The Energy to Care Program began in 2010 with a mission to provide proactive energy management tools and resources that address the unique needs of health care facilities. The Energy to Care Dashboard is a hallmark of the program and allows health care facilities to easily track energy usage. ASHE recently added the ability to track water usage and greenhouse gases using the simple and streamlined interface. Hospitals can record data and not only track internal goals and savings, but also track progress toward achieving Energy to Care awards, as well as their ENERGY STAR scores.
The dashboard adds participants each year. As of November 2021, more than 3,600 participate. Among participants, 585 have earned an ENERGY STAR score of 75 or more, and gross energy savings tracked through Energy to Care topped $550 million in 2021.
ASHE also estimates that the program has saved gross greenhouse gas emissions from an equivalent of nearly 1 million passenger vehicles driven for one year, carbon-dioxide emissions from nearly 550,000 homes and carbon sequestered from over 75 million tree seedlings grown for 10 years.
“There are many challenges that hospitals face when it comes to sustainability,” says Kara Brooks, ASHE senior associate director of sustainability. “Hospitals are the second-largest energy user among all building sectors in the United States because of their operational needs.

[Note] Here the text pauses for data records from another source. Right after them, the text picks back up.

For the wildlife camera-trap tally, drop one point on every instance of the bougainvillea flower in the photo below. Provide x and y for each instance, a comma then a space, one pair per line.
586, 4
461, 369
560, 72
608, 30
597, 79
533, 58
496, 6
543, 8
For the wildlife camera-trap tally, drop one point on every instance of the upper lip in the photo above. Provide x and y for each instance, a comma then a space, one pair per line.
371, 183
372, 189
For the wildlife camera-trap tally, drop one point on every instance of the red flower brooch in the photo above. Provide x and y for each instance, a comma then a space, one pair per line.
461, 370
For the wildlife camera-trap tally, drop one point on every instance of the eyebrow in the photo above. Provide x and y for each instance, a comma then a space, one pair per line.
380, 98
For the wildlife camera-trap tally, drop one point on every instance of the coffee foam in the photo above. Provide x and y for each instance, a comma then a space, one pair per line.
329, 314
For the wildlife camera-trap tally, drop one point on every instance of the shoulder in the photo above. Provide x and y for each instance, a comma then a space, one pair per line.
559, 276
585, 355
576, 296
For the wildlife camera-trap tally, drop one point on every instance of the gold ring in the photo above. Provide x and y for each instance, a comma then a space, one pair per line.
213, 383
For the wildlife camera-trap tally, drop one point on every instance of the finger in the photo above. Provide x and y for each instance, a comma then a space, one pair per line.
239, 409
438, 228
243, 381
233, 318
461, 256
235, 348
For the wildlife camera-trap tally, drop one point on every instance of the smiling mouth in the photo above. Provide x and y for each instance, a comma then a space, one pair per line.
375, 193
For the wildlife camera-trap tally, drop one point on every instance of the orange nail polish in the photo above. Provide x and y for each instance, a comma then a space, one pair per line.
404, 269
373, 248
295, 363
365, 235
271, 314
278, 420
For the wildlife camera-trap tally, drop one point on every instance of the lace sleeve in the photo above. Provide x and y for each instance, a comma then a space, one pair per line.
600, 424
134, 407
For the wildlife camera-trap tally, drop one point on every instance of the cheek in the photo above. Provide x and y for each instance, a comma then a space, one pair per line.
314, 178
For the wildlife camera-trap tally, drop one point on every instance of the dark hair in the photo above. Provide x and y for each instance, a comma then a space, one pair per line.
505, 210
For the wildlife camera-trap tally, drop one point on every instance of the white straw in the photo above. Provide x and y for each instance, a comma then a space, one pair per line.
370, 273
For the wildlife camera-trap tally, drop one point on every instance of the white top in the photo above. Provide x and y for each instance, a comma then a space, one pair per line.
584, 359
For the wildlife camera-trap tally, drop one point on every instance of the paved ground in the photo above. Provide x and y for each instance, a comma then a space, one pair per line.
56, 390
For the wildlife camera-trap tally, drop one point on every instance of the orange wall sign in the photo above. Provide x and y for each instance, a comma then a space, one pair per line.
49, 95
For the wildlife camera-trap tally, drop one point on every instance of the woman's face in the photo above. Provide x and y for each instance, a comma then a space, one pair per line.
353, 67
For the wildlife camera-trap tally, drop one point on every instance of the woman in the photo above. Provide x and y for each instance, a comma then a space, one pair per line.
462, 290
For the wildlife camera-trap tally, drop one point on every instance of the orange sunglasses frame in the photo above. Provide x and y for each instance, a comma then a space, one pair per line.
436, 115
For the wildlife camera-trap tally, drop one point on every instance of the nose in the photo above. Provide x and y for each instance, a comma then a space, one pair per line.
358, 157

They are 24/7, use energy-intensive equipment and have large ventilation requirements. Our mission is to develop and disseminate tools and resources out to hospitals, as well as advocate for them to make sure standards and regulations are in line with patient care.”
As ASHE continues its goal to both advocate for and educate hospitals, it is also expanding its program’s approach.
“Because of the push toward reducing carbon, we recognized that energy, while a very important piece, is not the only piece that goes into reducing health care’s carbon footprint,” Brooks continues. “That’s why we felt it was important to broaden our perspective.”